With that said, let me get to ranking tonight’s Battle Rounds in order from least- to most-promising winner:
6. TEAM ADAM: Blaze Johnson defeats Michael Leier on “Rude” | This utterly pedestrian duet was like a glass of tepid tap water served midway through a stellar five-course feast. It’ll take major improvement — or a calculated decision by Adam to advance a pawn for voting-round sacrifice — if Blaze is going survive past the Knockout Rounds.
5. TEAM BLAKE: Cody Wickline defeats Matt Snook on “How Country Feels” | I agreed with Adam that Matt’s vocal was stronger, but Cody’s superior charisma evened out the matchup — leaving Blake to choose the younger guy who’s just a buzz cut and a tighter Henley away from possible heartthrob status.
4. TEAM PHARRELL: Paul Pfau defeats Meghan Linsey on “Don’t Let Me Down” (Meghan stolen by Blake) | Halfway through this Battle, my ears relegated Paul’s sweet but indistinctive voice to the background, the better to focus on Meghan’s head-to-toe raspy testimony.

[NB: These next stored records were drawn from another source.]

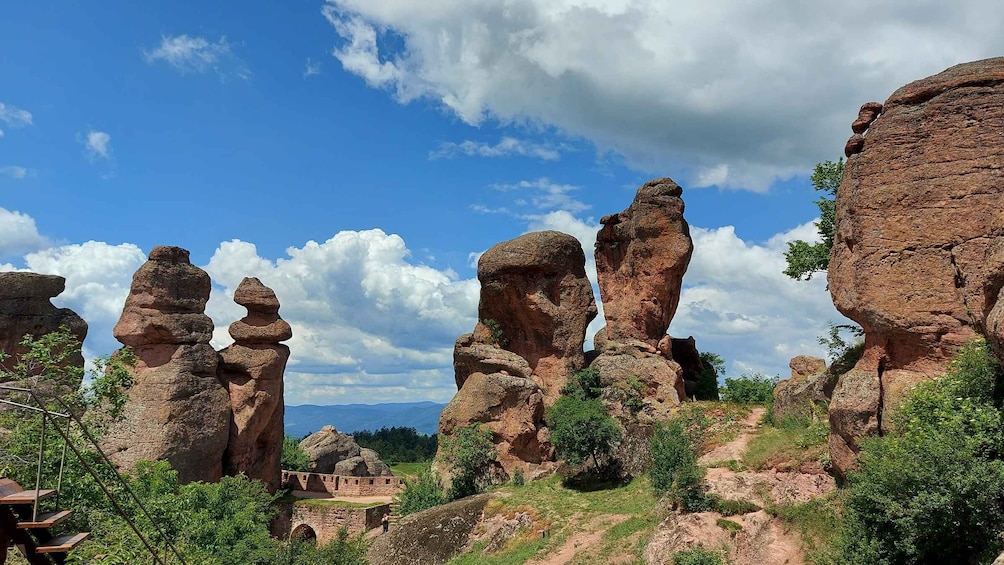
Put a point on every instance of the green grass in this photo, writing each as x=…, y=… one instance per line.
x=786, y=447
x=409, y=471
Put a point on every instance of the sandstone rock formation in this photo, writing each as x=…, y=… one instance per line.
x=252, y=369
x=177, y=410
x=918, y=257
x=810, y=383
x=337, y=454
x=536, y=303
x=512, y=408
x=25, y=309
x=642, y=255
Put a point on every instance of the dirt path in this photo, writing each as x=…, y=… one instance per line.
x=582, y=539
x=734, y=450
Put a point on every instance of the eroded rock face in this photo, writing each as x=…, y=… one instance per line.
x=326, y=448
x=642, y=255
x=536, y=302
x=252, y=369
x=810, y=383
x=512, y=408
x=25, y=309
x=177, y=409
x=918, y=258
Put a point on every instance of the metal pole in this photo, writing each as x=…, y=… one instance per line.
x=62, y=463
x=38, y=474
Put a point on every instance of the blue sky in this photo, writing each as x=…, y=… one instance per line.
x=357, y=155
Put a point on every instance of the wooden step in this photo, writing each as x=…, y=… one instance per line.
x=46, y=520
x=62, y=544
x=26, y=497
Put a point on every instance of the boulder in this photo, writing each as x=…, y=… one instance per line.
x=252, y=369
x=326, y=448
x=642, y=255
x=918, y=256
x=177, y=409
x=25, y=309
x=810, y=384
x=512, y=408
x=536, y=302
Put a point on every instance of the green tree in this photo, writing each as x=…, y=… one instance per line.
x=675, y=471
x=294, y=458
x=805, y=259
x=932, y=491
x=707, y=382
x=420, y=494
x=581, y=430
x=469, y=452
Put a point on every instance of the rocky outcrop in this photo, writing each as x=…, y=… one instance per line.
x=252, y=369
x=642, y=255
x=512, y=408
x=536, y=303
x=177, y=409
x=337, y=454
x=918, y=256
x=25, y=309
x=810, y=384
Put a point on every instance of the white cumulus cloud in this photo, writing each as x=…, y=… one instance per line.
x=506, y=147
x=19, y=234
x=735, y=93
x=96, y=145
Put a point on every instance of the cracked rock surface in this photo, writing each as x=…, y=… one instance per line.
x=918, y=257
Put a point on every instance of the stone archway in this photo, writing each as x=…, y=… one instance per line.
x=304, y=533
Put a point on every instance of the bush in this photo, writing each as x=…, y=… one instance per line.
x=932, y=491
x=698, y=556
x=581, y=430
x=469, y=453
x=675, y=471
x=420, y=494
x=752, y=388
x=294, y=458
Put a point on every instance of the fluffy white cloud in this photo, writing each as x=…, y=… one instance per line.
x=742, y=92
x=96, y=145
x=506, y=147
x=311, y=68
x=18, y=234
x=365, y=319
x=14, y=172
x=737, y=303
x=14, y=116
x=185, y=54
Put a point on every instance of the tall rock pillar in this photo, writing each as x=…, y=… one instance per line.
x=252, y=370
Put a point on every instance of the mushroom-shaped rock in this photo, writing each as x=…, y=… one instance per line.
x=252, y=368
x=177, y=408
x=917, y=257
x=536, y=302
x=642, y=255
x=25, y=309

When Blake jokingly said he “wouldn’t pick Meghan” as the winner — despite clearly favoring her — it was clear Pharrell was going to sacrifice her in order to make sure both halves of his matchup survived. And while that might make him the worst strategist in the competition, it also makes him the most artistically pure, no?
3. TEAM PHARRELL: Anthony Riley defeats Travis Ewing on “Get Ready” (Travis stolen by Blake) | Anthony’s a total beast — he possesses a big, utterly accurate voice with a keen sense of rhythm — but there’s a slightly affected showiness to his phrasing that leaves me a little cold. Travis’ smoke-infused instrument — while not quite as muscular — better communicated the earnestness and urgency of the lyrics. If Blake didn’t merely choose him as cannon fodder, Travis could go Top 10 — or higher.

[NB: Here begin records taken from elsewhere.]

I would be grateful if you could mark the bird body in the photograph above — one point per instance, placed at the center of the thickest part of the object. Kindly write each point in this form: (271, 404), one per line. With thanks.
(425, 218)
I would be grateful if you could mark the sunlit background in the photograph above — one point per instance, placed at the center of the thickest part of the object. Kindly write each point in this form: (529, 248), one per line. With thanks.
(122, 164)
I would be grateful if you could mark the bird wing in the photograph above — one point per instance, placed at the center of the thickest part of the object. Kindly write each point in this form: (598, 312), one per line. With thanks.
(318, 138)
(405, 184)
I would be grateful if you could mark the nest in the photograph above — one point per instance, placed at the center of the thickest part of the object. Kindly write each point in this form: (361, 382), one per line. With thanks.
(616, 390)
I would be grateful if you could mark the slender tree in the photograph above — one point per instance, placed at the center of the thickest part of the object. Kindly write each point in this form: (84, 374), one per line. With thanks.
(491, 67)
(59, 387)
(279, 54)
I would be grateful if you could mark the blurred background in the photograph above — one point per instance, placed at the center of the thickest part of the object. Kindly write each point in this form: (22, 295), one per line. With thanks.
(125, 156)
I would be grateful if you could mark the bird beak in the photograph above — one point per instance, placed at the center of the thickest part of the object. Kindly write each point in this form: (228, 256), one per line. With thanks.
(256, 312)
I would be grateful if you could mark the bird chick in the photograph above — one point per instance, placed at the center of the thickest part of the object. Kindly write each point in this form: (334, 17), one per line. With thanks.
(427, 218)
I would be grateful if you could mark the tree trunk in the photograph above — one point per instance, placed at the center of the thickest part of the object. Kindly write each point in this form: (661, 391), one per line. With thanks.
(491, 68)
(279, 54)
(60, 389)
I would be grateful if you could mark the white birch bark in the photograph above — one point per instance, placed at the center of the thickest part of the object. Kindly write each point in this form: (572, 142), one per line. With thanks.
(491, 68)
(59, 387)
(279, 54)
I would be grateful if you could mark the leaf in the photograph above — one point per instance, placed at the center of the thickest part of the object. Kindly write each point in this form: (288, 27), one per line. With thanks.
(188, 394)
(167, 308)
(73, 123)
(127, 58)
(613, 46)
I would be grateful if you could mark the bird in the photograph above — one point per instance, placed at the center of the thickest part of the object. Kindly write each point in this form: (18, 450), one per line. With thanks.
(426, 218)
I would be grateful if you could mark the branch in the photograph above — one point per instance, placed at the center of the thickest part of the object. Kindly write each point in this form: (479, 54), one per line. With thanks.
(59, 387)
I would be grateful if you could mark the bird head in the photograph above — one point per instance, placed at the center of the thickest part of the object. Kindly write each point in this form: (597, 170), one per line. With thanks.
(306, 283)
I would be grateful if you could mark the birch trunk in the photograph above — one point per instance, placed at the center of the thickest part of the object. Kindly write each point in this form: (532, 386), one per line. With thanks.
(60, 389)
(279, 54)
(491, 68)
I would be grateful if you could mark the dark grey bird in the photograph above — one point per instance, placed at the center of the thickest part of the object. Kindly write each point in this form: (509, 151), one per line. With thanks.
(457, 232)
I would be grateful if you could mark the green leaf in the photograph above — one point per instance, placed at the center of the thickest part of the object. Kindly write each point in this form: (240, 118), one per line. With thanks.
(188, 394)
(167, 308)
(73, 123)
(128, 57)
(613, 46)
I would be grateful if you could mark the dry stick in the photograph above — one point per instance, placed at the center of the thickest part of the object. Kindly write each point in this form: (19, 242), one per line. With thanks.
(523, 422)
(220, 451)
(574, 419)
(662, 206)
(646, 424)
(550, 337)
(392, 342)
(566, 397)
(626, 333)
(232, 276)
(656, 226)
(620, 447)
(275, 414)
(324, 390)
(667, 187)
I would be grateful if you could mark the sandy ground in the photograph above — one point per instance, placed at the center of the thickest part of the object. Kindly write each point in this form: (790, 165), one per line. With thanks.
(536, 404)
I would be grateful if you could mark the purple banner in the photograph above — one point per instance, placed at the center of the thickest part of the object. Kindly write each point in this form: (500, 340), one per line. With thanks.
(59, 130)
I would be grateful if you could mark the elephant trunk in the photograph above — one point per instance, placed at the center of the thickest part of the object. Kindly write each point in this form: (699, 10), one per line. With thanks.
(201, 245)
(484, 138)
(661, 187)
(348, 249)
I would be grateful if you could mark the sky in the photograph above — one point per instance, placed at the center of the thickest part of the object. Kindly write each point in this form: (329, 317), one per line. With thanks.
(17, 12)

2. TEAM XTINA: Sonic defeats Ameera Delandro on “Masterpiece” | The most mismatched duo of the night found the tremulous, terrified Ameera transforming into a dishrag with which the confident, booming Sonic wiped the floor. The latter chica might want to avoid Jessie J going forward — the similarities are almost too striking — but her spot-on pitch and vocal dexterity definitely moved her up a few notches in my personal Season 8 pecking order.

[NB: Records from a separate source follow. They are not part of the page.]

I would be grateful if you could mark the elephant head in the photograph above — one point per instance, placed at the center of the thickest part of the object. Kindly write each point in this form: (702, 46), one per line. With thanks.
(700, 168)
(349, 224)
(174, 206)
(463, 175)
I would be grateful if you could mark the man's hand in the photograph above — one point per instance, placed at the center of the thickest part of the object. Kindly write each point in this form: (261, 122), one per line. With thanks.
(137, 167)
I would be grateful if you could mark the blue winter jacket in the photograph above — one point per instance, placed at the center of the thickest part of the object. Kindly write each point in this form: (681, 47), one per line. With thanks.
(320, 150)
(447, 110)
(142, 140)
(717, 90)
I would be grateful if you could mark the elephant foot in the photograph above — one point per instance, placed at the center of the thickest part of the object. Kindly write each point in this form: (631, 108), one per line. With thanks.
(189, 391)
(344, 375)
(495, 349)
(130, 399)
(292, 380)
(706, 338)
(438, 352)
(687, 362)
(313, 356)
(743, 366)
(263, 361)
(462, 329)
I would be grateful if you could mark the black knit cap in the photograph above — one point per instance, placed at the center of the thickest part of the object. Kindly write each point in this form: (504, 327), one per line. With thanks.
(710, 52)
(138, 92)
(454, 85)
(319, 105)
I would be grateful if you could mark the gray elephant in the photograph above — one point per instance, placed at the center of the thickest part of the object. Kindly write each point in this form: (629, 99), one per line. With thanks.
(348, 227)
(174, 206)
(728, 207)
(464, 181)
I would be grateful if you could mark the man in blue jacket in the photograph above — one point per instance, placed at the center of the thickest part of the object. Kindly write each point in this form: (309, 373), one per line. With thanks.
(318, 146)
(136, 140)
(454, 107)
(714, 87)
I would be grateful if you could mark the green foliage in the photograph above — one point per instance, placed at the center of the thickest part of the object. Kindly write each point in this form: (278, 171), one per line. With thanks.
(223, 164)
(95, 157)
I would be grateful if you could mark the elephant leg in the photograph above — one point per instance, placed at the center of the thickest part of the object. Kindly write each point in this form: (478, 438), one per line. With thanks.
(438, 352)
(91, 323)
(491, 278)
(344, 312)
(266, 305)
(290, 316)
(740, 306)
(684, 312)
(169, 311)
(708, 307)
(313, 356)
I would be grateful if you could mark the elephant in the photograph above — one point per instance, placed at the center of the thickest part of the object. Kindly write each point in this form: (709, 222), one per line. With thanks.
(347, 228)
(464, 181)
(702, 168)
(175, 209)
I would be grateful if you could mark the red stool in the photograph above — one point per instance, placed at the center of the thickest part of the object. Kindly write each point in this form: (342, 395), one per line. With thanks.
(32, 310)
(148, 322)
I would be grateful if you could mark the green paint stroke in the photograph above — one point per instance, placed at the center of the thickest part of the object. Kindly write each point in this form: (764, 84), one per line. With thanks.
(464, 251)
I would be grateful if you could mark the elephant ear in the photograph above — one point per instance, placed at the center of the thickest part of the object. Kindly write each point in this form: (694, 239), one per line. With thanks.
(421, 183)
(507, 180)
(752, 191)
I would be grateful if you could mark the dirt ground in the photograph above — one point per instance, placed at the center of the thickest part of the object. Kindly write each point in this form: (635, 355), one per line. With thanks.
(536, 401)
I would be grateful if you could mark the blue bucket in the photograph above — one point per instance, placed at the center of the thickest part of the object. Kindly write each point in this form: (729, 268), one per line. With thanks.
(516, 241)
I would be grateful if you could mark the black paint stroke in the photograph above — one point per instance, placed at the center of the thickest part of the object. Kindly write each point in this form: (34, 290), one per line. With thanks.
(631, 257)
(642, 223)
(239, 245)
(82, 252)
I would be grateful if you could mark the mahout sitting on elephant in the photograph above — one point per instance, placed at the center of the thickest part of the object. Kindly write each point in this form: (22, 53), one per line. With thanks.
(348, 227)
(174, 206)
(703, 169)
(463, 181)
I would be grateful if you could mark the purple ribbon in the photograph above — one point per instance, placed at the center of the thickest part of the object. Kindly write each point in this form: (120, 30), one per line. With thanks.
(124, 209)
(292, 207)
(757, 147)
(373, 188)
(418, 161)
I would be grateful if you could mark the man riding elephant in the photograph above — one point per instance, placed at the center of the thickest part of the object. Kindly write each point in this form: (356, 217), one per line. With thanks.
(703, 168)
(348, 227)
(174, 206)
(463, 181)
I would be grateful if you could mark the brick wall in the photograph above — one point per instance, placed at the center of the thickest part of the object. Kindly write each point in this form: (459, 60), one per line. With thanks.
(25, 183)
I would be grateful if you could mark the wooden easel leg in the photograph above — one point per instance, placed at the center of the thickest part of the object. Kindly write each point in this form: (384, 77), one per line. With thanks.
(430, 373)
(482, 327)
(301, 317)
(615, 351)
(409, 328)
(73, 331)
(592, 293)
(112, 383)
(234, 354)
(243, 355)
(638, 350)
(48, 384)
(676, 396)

1. TEAM BLAKE: Sarah Potenza defeats Hannah Kirby on “Gimme Shelter” (Hannah stolen by Pharrell) | No one is ever going to top Merry Clayton’s
background co-lead vocals on the Stones’ original, but damn these ladies did their darndest. Sarah’s thick, sometimes gruff tone really suited the subject matter, but some of her rhythmic choices drained the song of its inherent drama. (She’s pretty groovy, though, don’t get me wrong!) For my money, Hannah’s maniacal banshee attack of the melody was the more effective approach — and if Pharrell doesn’t saddle her with one of his “unique” arrangements or pit her against Tonya Boyd-Cannon in the Knockouts — she could be one to watch.